Non era sicuro che la legge arrivasse al Senato, visti gli scossoni politici delle ultime settimane, ma i gruppi parlamentari che l’hanno proposta — oggi sparsi tra MDP, Sinistra Italiana, e PD sono riusciti a portarla a palazzo Madama secondo i tempi previsti.
Il dibattito riguardo alla legge è molto acceso e una forza politica come il Movimento 5 stelle, che dopo essere andato peggio del previsto nelle amministrative dei giorni scorsi sta accelerando la propria scivolata verso destra, ha dichiarato che si asterrà.
Il disegno di legge non sarà esclusivamente legato allo ius soli, che verrà proposto insieme allo ius culturae.
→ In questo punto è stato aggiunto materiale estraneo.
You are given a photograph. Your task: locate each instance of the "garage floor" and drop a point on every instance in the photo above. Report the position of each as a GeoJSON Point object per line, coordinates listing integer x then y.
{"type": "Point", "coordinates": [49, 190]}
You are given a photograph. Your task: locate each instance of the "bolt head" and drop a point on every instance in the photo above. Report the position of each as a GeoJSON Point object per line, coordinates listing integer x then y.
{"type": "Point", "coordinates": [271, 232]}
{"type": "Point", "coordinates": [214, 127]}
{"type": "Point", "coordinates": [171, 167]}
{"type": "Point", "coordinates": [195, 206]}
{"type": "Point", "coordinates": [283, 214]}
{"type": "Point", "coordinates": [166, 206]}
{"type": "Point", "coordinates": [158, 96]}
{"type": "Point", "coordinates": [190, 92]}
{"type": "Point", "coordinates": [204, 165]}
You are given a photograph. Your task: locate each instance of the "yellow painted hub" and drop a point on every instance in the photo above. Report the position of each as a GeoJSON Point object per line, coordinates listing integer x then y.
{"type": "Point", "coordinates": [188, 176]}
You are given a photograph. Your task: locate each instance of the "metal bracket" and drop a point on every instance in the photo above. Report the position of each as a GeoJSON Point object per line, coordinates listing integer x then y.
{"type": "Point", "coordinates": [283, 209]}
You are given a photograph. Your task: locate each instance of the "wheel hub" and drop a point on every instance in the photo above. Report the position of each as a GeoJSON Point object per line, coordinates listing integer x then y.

Come suggerito dalla parola, lo ius culturae garantisce il diritto alla cittadinanza anche chi non è nato in Italia ma vi si è trasferito entro il dodicesimo anno di età e ha completato qui un ciclo di studi.
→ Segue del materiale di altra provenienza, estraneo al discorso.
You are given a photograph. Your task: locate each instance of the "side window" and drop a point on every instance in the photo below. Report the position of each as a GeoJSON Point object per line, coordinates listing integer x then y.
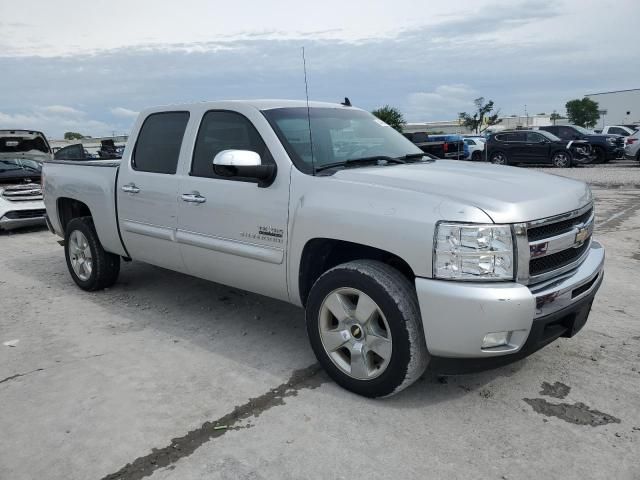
{"type": "Point", "coordinates": [158, 146]}
{"type": "Point", "coordinates": [222, 130]}
{"type": "Point", "coordinates": [72, 152]}
{"type": "Point", "coordinates": [533, 137]}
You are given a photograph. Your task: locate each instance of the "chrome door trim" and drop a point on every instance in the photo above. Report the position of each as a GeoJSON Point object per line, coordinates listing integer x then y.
{"type": "Point", "coordinates": [148, 230]}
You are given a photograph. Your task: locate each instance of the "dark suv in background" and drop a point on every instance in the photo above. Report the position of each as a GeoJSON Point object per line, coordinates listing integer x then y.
{"type": "Point", "coordinates": [511, 147]}
{"type": "Point", "coordinates": [604, 147]}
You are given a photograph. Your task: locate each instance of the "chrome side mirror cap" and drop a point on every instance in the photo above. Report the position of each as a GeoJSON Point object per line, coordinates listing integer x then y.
{"type": "Point", "coordinates": [245, 164]}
Abbiamo raccolto qualche testimonianza dei cosiddetti “nuovi italiani,” ragazzi con diverse esperienze ma con un’identità comune: quella italiana.
Houssem, 22 anni
I miei genitori sono emigrati dalla Tunisia all’Italia alla fine degli anni ’80. Mio padre, all’epoca militante politico, è dovuto scappare dalla repressione messa in atto dall’ex presidente.
Io e mio fratello siamo nati in Tunisia, i miei genitori hanno preferito che crescessimo per i primi anni in Tunisia per non perdere totalmente lingua e cultura, per cui abbiamo trascorso il periodo delle elementari dai nostri nonni. Passavamo comunque i mesi estivi in Italia, avevo amici italiani, per cui eravamo solidamente “integrati” anche in Italia. Ho iniziato a frequentare le medie in Italia, in una scuola a La Spezia già all’epoca abbastanza multietnica, e sempre per spinta dei miei genitori, ho sempre frequentato le ore di religione cattolica, così da avere una conoscenza e cultura più ampia.
Alle superiori mi sono impegnato nelle attività studentesche, sono stato primo presidente di consulta degli studenti di origini straniere. Da allora non ho mai abbandonato la politica, e mi sono impegnato nella lotta per i diritti civili e politici. Sono cresciuto nelle sezioni dell’ANPI, e ora milito nel PD. Capita che i miei avversari, più che attaccarmi nei contenuti, mirano a screditarmi per le mie origini, per il mio nome. Spesso questi attacchi li leggo online. Uno dei commenti migliori é stato “L’immigrato arrivato col barcone che vuole regalare la cittadinanza” sotto l’articolo che riportava un sit-in di mia iniziativa, in funzione dello sblocco del DDL sulla cittadinanza. L’hanno criticata soprattutto perché l’avevo organizzato io. Ho spesso attriti con esponenti della destra, che vedono giovani di seconda generazione come noi, preparati e attivi, come un pericolo per la loro sopravvivenza.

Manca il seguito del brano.